The year is 1871, and Tiki has been making a home for herself and her family of orphans in a deserted hideaway adjoining Charing Cross Station in central London. Their only means of survival is by picking pockets. One December night, Tiki steals a ring, and sets off a chain of events that could lead to all-out war with the Fey. For the ring belongs to Queen Victoria, and it binds the rulers of England and the realm of Faerie to peace. With the ring missing, a rebel group of faeries hopes to break the treaty with dark magic and blood—Tiki’s blood.
Unbeknownst to Tiki, she is being watched—and protected—by Rieker, a fellow thief who suspects she is involved in the disappearance of the ring. Rieker has secrets of his own, and Tiki is not all that she appears to be. Her very existence haunts Prince Leopold, the Queen’s son, who is driven to know more about the mysterious mark that encircles her wrist.
Prince, pauper, and thief—all must work together to secure the treaty…

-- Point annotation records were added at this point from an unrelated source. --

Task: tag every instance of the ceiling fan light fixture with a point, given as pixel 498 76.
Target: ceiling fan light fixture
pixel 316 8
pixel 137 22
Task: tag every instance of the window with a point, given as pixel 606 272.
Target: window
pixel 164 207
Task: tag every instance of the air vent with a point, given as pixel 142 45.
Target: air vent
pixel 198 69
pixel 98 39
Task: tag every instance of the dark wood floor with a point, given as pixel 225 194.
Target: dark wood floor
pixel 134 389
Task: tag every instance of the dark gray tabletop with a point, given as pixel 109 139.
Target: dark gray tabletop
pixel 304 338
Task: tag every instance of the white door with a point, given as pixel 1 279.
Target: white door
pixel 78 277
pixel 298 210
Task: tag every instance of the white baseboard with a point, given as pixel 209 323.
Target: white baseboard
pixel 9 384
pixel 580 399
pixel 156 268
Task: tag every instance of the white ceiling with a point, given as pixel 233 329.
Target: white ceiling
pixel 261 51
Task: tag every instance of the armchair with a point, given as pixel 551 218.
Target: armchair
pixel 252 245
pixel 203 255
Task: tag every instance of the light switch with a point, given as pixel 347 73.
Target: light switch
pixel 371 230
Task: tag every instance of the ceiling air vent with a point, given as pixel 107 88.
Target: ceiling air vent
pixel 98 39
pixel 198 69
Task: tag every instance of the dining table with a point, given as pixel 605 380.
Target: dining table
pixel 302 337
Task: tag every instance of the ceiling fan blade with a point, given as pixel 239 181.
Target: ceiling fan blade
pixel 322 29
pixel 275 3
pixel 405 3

When I hear either the word “faeries” or the word “Victorian London,” my ears perk up. Upon seeing all three of these words in the same summary, I pretty much went “OMGWTFBBQ!” Suffice it to say, I jumped on the chance to help promote Hamilton’s debut. While there were parts of The Faerie Ring that were a bit cheesy, it was filled with original ideas and has left me hoping for more.

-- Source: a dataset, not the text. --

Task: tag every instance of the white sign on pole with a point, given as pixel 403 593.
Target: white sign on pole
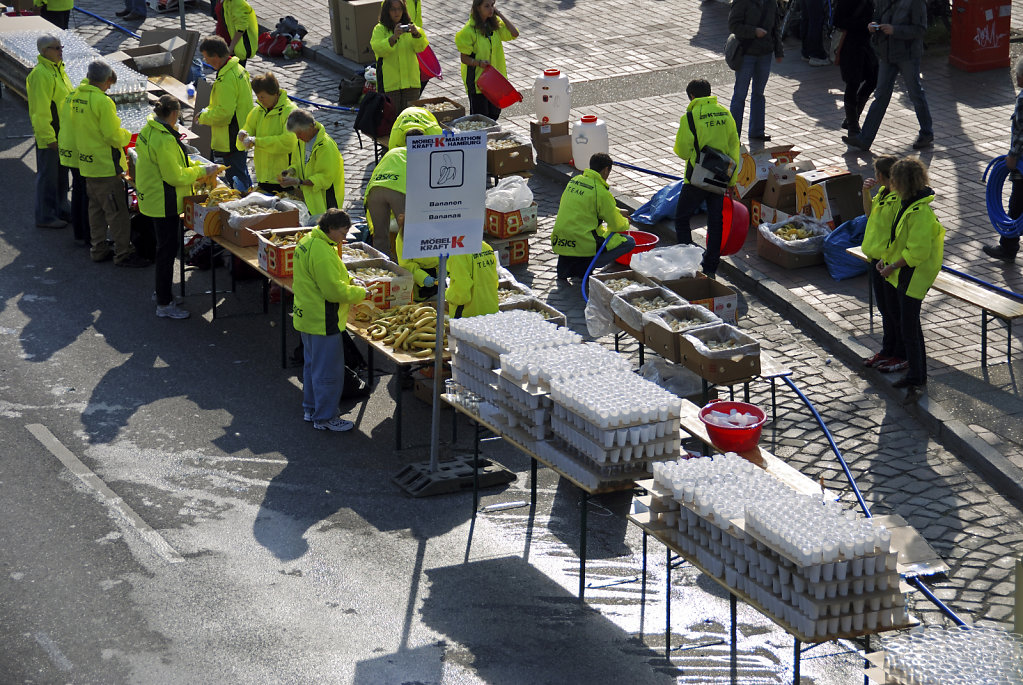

For those of you who may are who are trying to imagine how the summary of this book plays out, imagine Oliver Twist by Charles Dickens but with faeries and slightly different orphans. Since I read Oliver Twist for a class my senior year of college and watched several adaptations of it, including Oliver!, I really appreciated the major nod towards Dickens. Hamilton did an exceptional job of incorporating the fey without compromising her historical setting. I loved the actual plot of this story.
Tiki is a pretty awesome main character. She has the bravery to keep pick pocketing in the harsh streets of London but the compassion to care for her family. My only problem with Tiki is that from time to time she seemed earnest in a way that bordered on cheesy. However, I loved reading about Tiki’s family dynamic in this story. There’s also a bit of romance in this story, and although it was sweet, it moved more quickly than what I typically care for.
Hamilton’s debut novel is unlike anything else I’ve read this year. She left a few loose ends, and which I hope means that readers will get to see more books in this world. I think The Faerie Ring is perfect for any YA reader who likes their historical fiction with a a little something extra.
Disclosure: I received an ARC of this book through Teen Book Scene.